Page 92 of You Owe Me

Carter has me exactly where he wants me: trapped between the truth that will destroy Maverick’s family and lies that might save them.

And the worst part? I’m starting to think this was always his plan. Not just to take down Maverick, but to use me to do it. To turn his greatest asset—the girl who loves him enough to do anything to protect him—into his greatest weakness.

I head back across campus, already rehearsing the lies I’ll need to tell. Already building the walls I’ll need to maintain. Already becoming someone I swore I’d never be.

All because loving Maverick Lexington means accepting that sometimes, protection and betrayal look exactly the same.

And tomorrow, I’ll find out which one I’m really choosing.

CHAPTER TWENTY-SIX

Rumor has it, he's planning his own disappearance.

Maverick

The waiting room at Havemeyer Medical smells like disinfectant, which feels appropriate, considering I’m about to volunteer for someone to burn parts of my heart with a catheter.

The magazine in my hands is three months old, something about investment strategies that are already outdated. I’m not reading it anyway. Just flipping pages to give my fingers something to do that isn’t checking my phone every thirty seconds to see if Ainsley’s texted back.

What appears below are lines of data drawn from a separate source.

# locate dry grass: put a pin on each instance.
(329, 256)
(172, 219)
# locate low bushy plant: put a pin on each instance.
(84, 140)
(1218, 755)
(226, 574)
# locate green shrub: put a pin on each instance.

She left early this morning—some bullshit about lab work that didn’t make sense because I know her schedule better than she does. But I didn’t push. After last night, after the tattoos and the intensity and the way she finally started cracking open about whatever she’s been hiding, I figured she needed space to process.

Besides, she’ll tell me when she’s ready. She always does.

“Maverick Lexington?”

Dr. Patel’s voice cuts through my distraction. He’s standing in the doorway, wearing that expression medical professionals get when they’re about to deliver news you don’t want to hear but can’t avoid.

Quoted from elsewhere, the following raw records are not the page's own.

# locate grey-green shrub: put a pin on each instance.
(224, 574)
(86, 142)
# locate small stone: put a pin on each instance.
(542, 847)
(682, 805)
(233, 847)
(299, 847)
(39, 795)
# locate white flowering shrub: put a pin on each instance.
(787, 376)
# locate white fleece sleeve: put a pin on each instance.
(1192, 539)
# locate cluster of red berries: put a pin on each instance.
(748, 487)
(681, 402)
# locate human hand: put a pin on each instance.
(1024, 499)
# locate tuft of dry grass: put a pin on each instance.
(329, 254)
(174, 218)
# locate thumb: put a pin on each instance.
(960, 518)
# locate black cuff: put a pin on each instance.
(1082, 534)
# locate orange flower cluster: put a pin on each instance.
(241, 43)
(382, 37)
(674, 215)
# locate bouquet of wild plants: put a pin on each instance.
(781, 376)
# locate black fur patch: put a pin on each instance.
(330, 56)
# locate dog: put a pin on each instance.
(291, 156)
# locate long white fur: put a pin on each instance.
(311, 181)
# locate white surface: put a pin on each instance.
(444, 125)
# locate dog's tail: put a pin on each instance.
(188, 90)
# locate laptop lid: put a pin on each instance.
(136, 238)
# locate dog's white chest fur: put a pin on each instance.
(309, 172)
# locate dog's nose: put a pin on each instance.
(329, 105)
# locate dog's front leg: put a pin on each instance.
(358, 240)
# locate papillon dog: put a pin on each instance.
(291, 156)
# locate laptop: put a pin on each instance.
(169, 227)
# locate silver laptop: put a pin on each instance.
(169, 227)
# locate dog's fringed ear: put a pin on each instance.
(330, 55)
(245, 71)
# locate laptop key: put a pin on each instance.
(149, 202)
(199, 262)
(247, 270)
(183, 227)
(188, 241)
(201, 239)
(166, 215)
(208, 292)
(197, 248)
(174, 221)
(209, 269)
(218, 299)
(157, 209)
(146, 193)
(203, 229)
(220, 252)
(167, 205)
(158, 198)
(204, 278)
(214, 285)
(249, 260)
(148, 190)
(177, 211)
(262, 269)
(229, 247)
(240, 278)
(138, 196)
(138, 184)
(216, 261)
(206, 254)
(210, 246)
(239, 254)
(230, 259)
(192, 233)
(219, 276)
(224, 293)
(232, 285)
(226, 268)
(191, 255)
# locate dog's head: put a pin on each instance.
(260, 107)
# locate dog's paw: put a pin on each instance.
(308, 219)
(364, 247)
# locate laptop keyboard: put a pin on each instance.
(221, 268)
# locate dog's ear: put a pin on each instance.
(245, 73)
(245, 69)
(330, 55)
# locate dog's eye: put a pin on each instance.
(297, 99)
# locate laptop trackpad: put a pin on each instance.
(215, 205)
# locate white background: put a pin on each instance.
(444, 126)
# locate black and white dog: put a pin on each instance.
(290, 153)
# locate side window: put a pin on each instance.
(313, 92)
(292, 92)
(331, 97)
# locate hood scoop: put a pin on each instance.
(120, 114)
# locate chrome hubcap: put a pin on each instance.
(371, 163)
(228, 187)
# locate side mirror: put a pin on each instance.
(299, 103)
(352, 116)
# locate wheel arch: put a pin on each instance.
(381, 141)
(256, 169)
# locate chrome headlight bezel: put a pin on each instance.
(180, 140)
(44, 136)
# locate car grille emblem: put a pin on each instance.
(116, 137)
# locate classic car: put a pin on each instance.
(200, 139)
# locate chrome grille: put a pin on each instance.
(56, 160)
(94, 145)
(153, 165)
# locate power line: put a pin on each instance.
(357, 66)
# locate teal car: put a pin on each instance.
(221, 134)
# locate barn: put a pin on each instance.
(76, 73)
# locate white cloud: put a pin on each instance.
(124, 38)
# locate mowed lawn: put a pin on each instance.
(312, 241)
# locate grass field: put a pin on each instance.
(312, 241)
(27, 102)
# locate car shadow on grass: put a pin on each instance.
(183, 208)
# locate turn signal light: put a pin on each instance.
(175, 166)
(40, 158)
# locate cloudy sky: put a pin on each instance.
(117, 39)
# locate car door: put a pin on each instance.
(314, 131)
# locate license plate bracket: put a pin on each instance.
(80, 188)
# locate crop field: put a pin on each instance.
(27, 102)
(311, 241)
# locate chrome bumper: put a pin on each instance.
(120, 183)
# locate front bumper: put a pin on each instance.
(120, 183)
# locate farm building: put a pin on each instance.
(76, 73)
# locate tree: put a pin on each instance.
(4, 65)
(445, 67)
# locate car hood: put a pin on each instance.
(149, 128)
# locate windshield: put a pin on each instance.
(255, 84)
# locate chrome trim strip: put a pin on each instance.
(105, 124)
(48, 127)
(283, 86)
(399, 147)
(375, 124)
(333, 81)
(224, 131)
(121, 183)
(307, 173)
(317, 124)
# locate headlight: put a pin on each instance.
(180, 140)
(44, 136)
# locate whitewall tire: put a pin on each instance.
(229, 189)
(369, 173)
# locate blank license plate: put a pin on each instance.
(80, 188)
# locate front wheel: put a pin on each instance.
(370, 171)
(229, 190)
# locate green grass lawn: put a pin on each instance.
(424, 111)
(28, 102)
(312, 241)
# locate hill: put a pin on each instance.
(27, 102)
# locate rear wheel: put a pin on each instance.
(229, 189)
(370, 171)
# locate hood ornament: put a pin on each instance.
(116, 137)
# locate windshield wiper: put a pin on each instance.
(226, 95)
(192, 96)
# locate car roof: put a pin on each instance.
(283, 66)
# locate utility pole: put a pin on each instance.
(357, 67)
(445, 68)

I follow him down the familiar hallway, past rooms full of people whose hearts are also trying to kill them. The irony isn’t lost on me—I’ve spent years learning to control everything around me, and the one thing I can’t control is the organ keeping me alive.

His office is exactly the same as last time. Diplomas on the wall, family photos on the desk, a small stack of medical journals that probably contain twenty different ways my condition could get worse. He gestures to the chair across from his desk, and I sit, already bracing for whatever data he’s about to throw at me.

“Your latest readings are concerning.” No small talk, no easing into it, as usual.

He turns his computer screen toward me. Rows of numbers, charts showing spikes and valleys that represent the chaos happening in my chest. Most of it looks like gibberish, but I can read enough to know it’s not good.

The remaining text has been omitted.